A Lancaster University designer has helped create the software for a tablet device which supports medics treating patients with Ebola.
The device can be washed in chlorine solution, and can be used wearing gloves and in adverse weather conditions and high humidity.
It comes after Médecins Sans Frontieres (MSF), a charity which delivers emergency medical aid, called for an Ebola-proof tablet to help teams record patient information.
The challenge for health workers was that nothing could leave the high-risk zone, including paper. This meant they had to dictate medical notes at a distance, shouting over the fence, or had to remember patient details until the end of their shift.
Corinne Pritchard, a Design Visualizer at ImaginationLancaster, was one of three designers in Daniel Cunningham’s Hack4Good team of volunteers, and helped design the software for the device.
Other volunteers took care of the coding and hardware needs in the early stages, mostly working for free. As the project developed it was taken on by Google’s Crisis Response Team, who developed the Ebola-proof tablets and took the project to completion.
Corinne Pritchard said: “This was an amazing opportunity to help the medics currently fighting Ebola in Sierra Leone and beyond.
“The brief was very challenging – the medics are dressed head to toe in plastic, their goggles fog up in the heat and they’re wearing two pairs of gloves, so we had to design very accessible software.

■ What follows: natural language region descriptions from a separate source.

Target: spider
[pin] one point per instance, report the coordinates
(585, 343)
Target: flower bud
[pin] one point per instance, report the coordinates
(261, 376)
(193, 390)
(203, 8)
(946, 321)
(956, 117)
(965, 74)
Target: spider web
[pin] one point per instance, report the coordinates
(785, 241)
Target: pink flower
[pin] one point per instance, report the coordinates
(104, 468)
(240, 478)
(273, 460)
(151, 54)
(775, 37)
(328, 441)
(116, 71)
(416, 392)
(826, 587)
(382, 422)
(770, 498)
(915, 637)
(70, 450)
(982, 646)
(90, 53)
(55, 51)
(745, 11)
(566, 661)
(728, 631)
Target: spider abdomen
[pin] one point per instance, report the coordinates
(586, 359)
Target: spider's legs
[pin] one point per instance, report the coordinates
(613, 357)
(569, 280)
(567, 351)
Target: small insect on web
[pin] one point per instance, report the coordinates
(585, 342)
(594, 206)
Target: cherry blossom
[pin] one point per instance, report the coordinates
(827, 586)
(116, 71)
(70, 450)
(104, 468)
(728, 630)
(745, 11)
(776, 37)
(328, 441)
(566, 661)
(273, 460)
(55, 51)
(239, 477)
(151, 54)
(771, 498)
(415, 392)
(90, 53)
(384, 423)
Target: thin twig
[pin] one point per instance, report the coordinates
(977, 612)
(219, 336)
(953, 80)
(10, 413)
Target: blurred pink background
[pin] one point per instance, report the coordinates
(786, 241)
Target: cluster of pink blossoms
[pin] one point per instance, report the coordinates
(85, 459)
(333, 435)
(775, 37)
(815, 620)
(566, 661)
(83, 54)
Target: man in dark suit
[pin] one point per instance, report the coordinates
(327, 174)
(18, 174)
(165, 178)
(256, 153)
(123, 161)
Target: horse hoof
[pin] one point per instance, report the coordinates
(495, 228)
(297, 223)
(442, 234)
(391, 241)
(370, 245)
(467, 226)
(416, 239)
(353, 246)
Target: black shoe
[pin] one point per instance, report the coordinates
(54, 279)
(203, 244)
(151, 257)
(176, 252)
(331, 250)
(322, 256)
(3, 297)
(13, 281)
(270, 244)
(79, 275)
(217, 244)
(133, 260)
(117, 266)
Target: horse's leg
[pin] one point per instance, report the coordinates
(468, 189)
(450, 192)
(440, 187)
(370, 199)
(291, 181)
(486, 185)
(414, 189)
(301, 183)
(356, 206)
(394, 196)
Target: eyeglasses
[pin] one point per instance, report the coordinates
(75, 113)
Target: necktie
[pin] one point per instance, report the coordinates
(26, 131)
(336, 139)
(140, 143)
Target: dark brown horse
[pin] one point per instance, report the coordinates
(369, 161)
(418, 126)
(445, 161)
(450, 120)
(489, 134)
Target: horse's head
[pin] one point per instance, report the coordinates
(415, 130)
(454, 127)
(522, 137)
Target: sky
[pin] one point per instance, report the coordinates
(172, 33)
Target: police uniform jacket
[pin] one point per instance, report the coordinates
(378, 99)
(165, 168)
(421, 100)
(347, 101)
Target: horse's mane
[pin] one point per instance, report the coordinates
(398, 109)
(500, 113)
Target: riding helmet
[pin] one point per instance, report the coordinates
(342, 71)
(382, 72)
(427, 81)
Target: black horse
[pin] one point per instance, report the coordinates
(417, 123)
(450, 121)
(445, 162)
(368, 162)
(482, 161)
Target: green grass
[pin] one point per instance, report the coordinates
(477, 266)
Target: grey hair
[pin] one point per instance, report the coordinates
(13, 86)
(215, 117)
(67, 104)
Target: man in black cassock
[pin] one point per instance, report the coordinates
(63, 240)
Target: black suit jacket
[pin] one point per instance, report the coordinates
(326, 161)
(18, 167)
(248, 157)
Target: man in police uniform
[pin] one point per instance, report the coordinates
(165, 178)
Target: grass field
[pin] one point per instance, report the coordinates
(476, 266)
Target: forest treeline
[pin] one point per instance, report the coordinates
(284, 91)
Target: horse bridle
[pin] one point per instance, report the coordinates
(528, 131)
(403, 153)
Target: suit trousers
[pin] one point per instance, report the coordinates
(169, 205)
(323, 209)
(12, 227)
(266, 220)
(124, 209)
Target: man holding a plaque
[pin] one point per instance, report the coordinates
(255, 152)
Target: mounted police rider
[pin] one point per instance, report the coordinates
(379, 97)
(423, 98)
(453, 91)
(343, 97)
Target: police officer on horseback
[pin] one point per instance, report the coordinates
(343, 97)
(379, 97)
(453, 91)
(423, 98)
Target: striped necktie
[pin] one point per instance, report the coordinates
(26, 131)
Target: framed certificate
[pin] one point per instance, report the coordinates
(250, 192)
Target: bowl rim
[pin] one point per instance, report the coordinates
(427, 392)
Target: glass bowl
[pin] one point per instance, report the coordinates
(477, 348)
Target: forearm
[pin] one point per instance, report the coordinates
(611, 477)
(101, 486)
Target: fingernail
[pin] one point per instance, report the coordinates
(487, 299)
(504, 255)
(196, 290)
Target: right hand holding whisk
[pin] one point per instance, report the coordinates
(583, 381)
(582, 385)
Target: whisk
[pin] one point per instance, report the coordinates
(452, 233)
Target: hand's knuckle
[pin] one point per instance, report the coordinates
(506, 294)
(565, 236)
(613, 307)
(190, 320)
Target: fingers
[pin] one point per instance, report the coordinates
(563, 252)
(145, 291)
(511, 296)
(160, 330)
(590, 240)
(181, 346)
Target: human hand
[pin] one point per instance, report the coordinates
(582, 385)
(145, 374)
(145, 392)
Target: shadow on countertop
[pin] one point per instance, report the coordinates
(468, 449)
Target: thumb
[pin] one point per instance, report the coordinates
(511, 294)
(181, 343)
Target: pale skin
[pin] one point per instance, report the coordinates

I hope this project shows that being a designer is about more than adding bells and whistles – it can have very real benefits.”
The tablet has a waterproof casing which can be washed in 0.5% chlorine solution, has rounded edges so as to not pierce protective clothing, and is charged wirelessly.
Having been tested at MSF treatment centres in Sierra Leone, the charity hopes the technology will be adapted for similar emergency situations, such as outbreaks of cholera.